Marvin Schmitt - Download EMNIST manually

This is a quick reference for my future self, maybe it’s helpful for you as well.

TL;DR: Manual EMNIST data download requires directory name updates to make PyTorch happy. Need ./EMNIST/raw/<binaries>.

Problem: Automatic EMNIST download failed

Earlier today, I wanted to reproduce the results of a machine learning paper that uses the EMNIST digits data set to train a PyTorch model. Normally, PyTorch makes loading and even downloading data sets extremely easy for us. The torchvision.datasets module provides a handful of commonly used data sets with a user-friendly API. Most importantly for us right now, the data set loaders come with the convenient download=True argument to download a data set automatically:

import torchvision

train_data = torchvision.datasets.EMNIST(
  root="./", 
  split="digits", 
  train=True,
  download=True
)

Unfortunately, that throws a RuntimeError:

RuntimeError: File not found or corrupted.
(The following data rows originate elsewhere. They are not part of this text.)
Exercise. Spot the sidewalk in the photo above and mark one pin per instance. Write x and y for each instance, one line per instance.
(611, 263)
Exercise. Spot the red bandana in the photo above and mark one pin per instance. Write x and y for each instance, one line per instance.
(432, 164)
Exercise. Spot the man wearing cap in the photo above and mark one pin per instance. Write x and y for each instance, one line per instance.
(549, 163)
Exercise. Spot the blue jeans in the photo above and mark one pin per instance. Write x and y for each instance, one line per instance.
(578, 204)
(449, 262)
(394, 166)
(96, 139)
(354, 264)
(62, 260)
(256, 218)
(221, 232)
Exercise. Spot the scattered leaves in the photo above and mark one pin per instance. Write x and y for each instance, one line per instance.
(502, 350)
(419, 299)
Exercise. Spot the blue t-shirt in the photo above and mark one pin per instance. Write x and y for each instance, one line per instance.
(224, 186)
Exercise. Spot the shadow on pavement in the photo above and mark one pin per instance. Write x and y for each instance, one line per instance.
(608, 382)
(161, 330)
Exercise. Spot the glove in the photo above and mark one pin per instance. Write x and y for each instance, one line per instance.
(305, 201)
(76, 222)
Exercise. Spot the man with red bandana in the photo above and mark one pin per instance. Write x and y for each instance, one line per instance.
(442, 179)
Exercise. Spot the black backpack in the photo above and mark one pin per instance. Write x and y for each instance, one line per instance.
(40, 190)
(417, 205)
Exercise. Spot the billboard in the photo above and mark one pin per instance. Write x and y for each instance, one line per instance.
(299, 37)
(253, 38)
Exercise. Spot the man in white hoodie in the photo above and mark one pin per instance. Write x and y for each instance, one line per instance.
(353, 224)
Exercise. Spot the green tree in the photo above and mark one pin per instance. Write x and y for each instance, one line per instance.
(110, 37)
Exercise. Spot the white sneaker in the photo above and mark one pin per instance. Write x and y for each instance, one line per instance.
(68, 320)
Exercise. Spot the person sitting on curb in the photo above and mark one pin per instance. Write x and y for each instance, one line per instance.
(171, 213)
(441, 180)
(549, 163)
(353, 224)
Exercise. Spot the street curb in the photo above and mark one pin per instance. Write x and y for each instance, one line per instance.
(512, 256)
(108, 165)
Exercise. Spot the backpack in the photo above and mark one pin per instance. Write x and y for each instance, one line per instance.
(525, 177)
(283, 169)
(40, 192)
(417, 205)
Next, I wanted to just download the data from a URL via torchvision.datasets.util.download_url(...). I found a handful of EMNIST URLs on the internet, but either got the same old File not found or corrupted or an SSL error.

Fix: Manual download and directory adjustments

Here’s a brief list of steps for downloading the EMNIST data manually and then preparing the directory for torchvision.datasets.EMNIST(..., download=False).

Step 1: Download the files

Go to the official EMNIST website (Link) and head to Binary format as the original MNIST dataset. Alternatively, here’s the link: EMNIST Direct Download Link

That archive with the great name gzip.zip has a size of approximately 500MB.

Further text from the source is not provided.